President Ferdinand Marcos Sr. abolished NICA and established the National Intelligence and Security Authority (NISA) on November 16, 1972, two months after he declared Martial Law. Under Presidential Decree 51, NISA had the same mission as NICA but was granted broader powers
NISA was abolished by President Corazon Aquino following the People Power Revolution of February 1986. She reestablished NICA as we know it today through Executive Order 246 signed July 24, 1987. EO 246 made NICA “the focal point for the direction, coordination and integration of government activities involving intelligence, and the preparation of intelligence estimates of local and foreign situations for the formulation of national policies by the President.”
EO 246 also created the Directorate for Operations headed by the Assistant Director-General for Operations to take charge of information collection. It also made NICA responsible for preparing intelligence estimates about local and foreign situations. These reports serve as inputs used in day-to-day decision-making and long-term policy decisions by the President, the National Security Council and the Cabinet.
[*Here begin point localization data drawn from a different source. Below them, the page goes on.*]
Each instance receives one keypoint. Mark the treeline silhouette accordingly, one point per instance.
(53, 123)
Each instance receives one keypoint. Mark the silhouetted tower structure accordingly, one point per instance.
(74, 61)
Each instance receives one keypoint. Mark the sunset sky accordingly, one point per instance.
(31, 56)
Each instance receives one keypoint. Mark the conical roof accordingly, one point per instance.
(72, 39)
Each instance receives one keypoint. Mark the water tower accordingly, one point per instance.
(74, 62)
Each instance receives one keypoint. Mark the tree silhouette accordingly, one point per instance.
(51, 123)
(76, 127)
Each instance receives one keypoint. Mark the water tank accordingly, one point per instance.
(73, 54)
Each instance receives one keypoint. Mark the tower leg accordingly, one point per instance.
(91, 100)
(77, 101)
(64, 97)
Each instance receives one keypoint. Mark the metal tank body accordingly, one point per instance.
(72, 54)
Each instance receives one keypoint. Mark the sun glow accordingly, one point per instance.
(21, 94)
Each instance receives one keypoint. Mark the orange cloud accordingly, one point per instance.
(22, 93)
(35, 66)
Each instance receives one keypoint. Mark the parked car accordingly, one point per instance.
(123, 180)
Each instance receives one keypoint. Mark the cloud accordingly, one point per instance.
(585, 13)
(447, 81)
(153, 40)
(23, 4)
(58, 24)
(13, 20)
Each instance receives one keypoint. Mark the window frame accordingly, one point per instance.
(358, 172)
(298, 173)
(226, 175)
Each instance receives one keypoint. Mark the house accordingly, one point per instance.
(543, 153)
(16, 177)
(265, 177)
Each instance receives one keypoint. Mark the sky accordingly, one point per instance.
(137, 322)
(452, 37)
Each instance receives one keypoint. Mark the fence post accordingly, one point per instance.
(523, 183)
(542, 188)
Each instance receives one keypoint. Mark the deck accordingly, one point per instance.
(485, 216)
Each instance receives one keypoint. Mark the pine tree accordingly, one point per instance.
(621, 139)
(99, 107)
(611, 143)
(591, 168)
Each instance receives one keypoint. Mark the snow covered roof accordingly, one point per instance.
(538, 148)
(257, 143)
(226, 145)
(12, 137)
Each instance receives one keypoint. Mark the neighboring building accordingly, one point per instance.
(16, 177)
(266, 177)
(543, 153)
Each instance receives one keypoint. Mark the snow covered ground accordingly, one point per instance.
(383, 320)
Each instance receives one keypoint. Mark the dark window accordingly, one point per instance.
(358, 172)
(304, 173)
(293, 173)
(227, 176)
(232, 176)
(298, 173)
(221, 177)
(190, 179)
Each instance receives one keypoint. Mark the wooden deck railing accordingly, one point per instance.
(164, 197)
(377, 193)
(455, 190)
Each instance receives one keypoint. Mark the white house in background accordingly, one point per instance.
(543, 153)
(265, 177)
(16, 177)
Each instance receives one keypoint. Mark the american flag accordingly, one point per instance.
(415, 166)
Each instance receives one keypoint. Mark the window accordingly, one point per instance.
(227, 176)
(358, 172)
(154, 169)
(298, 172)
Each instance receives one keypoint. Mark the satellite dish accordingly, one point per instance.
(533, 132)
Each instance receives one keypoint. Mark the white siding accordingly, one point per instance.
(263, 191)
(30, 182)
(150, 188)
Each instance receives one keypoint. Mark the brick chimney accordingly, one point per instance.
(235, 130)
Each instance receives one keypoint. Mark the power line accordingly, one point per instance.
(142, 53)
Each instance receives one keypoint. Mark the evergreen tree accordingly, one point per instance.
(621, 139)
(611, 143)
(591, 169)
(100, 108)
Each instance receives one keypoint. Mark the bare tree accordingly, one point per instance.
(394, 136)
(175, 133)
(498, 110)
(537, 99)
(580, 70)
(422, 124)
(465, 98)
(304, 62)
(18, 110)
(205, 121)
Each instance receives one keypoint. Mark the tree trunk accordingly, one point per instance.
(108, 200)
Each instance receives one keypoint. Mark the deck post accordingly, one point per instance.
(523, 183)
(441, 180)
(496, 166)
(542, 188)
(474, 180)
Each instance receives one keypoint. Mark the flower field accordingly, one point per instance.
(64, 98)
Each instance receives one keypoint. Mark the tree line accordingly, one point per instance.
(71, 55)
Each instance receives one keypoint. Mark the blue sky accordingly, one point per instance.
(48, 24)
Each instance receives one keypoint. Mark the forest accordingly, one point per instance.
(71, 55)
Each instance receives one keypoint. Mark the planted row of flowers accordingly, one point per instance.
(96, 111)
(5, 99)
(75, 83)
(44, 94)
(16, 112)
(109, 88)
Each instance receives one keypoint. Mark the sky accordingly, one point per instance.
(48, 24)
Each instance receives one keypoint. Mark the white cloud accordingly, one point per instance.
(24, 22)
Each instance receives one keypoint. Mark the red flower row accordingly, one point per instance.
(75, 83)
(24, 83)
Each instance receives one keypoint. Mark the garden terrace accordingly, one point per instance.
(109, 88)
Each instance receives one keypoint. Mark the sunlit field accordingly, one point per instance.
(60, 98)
The presidency of Gloria Macapagal-Arroyo (2001-2010) saw the further reorganization of NICA and the addition of new functions affecting intelligence gathering, counterintelligence and anti-terrorism. Administrative Order 68 (AO 68) issued in 2003 gave NICA “principal authority to direct, coordinate and integrate all government activities involving national intelligence and continue to serve as the focal point for the preparation of intelligence estimates of local and foreign situations for the formulation of national policies by the President. As lead intelligence collection agency of the national government it shall operate directly under the Office of the President and shall be accountable to the President of the Republic of the Philippines.”
AO 68 created the Directorate for Counterintelligence to lead the national government’s counterintelligence operations. It also established the National Intelligence Committee (NIC) as an advisory body to the Director-General for the coordination, integration and fusion of all intelligence activities. NIC is the principal adviser to the President on intelligence matters. The NICA of today is the sum total of these and other changes.